Also, please add some whose who comments to the pics.

EricG.NH


----------



## defaced (May 23, 2005)

To say the show was incredible would be an understatement. I didn't have an opportunity to mingle with everybody, but the people I did mingle with were super nice. 

Oh, and as I was told, and I totally agree, Rich from Black Jungle is worth the price of admission. :lol: :lol: :lol:


----------



## melissa68 (Feb 16, 2004)

I have added some comments to the pictures. IAD was a blast.


----------



## TimStout (Feb 16, 2004)

I had a good time as well. Sold some frogs, talked alot...didn't drink enough though. Yes, Kyle I agree next years venue has to have a place for socialization (bar) on site.


----------



## PDFanatic (Mar 3, 2007)

I dont know what the deal was with the bar at the holiday inn. It closed at 11pm every night??? That was absurd when everyone was staying there wayyyy later than that. There was more than enough people down there to give the lady tips and such. We need somewhere where the bar is open 24 hrs!!!


----------



## kyle1745 (Feb 15, 2004)

They normally stay open for us on Sat night, but they had a wedding group who was already trashed and they were worried they would take it too far.


----------



## Dancing frogs (Feb 20, 2004)

PDFanatic said:


> I dont know what the deal was with the bar at the holiday inn. It closed at 11pm every night??? That was absurd when everyone was staying there wayyyy later than that. There was more than enough people down there to give the lady tips and such. We need somewhere where the bar is open 24 hrs!!!

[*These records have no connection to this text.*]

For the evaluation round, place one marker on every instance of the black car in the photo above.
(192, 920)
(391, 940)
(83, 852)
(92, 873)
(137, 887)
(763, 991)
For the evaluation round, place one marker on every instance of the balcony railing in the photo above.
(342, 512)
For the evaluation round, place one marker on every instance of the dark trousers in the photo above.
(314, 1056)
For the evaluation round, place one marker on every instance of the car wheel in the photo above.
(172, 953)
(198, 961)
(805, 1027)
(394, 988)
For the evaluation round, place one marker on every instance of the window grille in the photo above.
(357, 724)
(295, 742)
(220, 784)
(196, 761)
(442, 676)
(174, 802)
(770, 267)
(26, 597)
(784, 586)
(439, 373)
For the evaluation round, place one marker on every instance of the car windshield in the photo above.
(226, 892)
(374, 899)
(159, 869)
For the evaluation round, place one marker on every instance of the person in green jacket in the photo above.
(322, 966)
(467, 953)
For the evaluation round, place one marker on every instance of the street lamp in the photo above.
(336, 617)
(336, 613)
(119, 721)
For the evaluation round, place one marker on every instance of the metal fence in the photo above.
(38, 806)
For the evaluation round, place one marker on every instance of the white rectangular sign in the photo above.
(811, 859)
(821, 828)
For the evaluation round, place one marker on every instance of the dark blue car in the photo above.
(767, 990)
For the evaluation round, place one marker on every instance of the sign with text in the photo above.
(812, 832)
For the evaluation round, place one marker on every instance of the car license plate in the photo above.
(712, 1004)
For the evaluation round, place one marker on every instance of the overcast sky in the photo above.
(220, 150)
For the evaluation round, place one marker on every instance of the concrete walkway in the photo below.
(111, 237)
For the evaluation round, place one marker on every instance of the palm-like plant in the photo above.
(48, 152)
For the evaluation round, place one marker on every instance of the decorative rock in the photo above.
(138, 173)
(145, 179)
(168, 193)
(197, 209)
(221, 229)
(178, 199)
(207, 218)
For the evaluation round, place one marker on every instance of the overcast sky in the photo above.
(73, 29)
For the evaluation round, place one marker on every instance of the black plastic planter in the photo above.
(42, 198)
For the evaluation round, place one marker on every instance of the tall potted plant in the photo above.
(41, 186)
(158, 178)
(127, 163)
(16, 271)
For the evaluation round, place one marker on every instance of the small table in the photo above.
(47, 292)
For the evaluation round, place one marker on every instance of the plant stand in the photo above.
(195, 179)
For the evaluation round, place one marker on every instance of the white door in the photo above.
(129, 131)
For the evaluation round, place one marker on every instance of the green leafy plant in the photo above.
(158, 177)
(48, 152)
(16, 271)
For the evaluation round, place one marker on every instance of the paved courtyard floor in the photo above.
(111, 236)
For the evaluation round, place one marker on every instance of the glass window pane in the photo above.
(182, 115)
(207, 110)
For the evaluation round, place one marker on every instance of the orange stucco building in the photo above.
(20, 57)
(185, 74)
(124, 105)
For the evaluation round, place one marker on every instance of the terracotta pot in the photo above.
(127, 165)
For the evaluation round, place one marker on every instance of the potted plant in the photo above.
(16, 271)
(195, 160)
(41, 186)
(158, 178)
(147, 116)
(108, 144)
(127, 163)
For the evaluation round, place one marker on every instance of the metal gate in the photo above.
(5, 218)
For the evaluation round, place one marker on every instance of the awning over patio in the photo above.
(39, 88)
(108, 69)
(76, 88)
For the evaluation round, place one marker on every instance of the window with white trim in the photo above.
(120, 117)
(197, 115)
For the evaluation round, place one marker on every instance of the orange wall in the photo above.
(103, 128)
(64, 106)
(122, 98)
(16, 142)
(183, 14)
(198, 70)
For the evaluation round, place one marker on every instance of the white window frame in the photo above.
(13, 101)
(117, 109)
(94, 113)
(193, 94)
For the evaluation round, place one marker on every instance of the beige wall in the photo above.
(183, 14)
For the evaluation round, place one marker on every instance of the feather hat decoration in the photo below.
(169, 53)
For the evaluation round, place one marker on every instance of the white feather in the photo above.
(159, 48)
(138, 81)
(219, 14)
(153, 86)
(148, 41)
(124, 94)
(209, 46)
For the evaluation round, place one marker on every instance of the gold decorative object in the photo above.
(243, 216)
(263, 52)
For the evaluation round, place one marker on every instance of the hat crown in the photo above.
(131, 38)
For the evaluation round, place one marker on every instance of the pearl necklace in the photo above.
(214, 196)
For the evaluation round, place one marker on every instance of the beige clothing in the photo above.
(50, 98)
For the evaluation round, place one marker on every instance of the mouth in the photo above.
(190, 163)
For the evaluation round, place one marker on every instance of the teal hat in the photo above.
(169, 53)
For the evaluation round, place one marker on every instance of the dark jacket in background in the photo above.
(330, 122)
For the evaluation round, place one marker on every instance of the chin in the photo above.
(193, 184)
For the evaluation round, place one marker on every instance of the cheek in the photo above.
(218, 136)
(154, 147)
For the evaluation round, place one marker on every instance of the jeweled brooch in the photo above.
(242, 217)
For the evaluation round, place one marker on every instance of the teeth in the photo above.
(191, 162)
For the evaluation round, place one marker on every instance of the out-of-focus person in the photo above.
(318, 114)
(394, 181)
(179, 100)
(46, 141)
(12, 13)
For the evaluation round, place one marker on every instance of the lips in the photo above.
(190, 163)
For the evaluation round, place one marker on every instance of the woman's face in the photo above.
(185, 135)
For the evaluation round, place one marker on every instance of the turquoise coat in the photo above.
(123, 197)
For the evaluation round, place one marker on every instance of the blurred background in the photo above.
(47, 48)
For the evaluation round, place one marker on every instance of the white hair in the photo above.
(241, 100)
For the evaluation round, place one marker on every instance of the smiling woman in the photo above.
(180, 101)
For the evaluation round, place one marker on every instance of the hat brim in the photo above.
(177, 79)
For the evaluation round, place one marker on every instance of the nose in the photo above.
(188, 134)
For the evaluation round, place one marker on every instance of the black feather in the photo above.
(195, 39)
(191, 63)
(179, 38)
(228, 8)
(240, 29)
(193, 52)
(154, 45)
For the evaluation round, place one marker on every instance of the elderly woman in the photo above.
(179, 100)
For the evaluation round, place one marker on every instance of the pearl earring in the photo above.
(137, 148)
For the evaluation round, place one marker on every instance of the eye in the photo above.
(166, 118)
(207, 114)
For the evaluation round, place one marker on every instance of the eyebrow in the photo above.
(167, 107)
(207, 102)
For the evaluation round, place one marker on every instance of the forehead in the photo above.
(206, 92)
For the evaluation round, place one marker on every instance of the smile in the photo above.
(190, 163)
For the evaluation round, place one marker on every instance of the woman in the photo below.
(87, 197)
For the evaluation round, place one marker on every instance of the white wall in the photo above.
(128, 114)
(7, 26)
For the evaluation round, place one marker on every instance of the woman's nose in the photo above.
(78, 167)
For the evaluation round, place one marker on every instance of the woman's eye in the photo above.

That same thing (early bar close) is the main things I didn't like about MWFF.


----------



## Roadrunner (Mar 6, 2004)

they were nice enough to let us use the area. we got a couple cases o` beer and coolers and i stayed till 430 on sat. There were still a few left after Michelle and I left.


----------



## bluedart (Sep 5, 2005)

Yeah--we had booze. It's all good. 

As most have said--IAD was great. I didn't buy much--some supplies and picked up some vittatus; however, as always, it's great to see good friends. I got to meet several people (defaced is no longer de-faced), hang out with old friends, and become the CBB. 

It was great.


----------



## NCSUdart (Oct 1, 2004)

you left your shoes in my car


----------



## UmbraSprite (Mar 2, 2007)

NCSUdart said:


> you left your shoes in my car


Hah!

Now its getting good. There has to be better dirt than that!


----------



## phyllomedusa (May 17, 2004)

Posted some comments in the pics.

josh,
Well since i let you in against scotts orders next year you wont be able to come in till 11:00 :lol: . The quinq's and truncs at the show really tested my discipline not to spend much this year( i am looking at a car later this week). I think both brian and joe were getting sick of me picking the frogs up constantly on the few times i was able to walk around. 



Sean


----------



## Ed (Sep 19, 2004)

The bar has never stayed open past 11 PM in all of the IADs that have been held there (as well as the MARS Show). The hotel has been kind enough over the years to look the other way when after the bar was closed we rolled out the coolers and continued sitting in the lobby making a mess. 


Ed


----------



## zBrinks (Jul 16, 2006)

Ok, I have to come next year - whos up for driving from Michigan?


----------



## reggorf (Oct 24, 2006)

joshsfrogs and scott of phrogs n phelsuma both came from michigan. i am sure you could find a way down there. we flew from cleveland for $60 per person and drove back with all our frogs and supplies.


----------



## defaced (May 23, 2005)

Maryland has some interesting liquor laws, I'll say that much. Not only do the liquor stores close super early (10ish?...) but grocery stores don't carry alcohol either. We ended up going to a bar, which was half, bar half liquor store, and buying beer there. Very odd set of laws IMO.


----------



## PDFanatic (Mar 3, 2007)

I think there would be about ten million plus depressed people in Wisconsin if bars closed at 10pm plus miller brewing would probably boycott the laws!!!


----------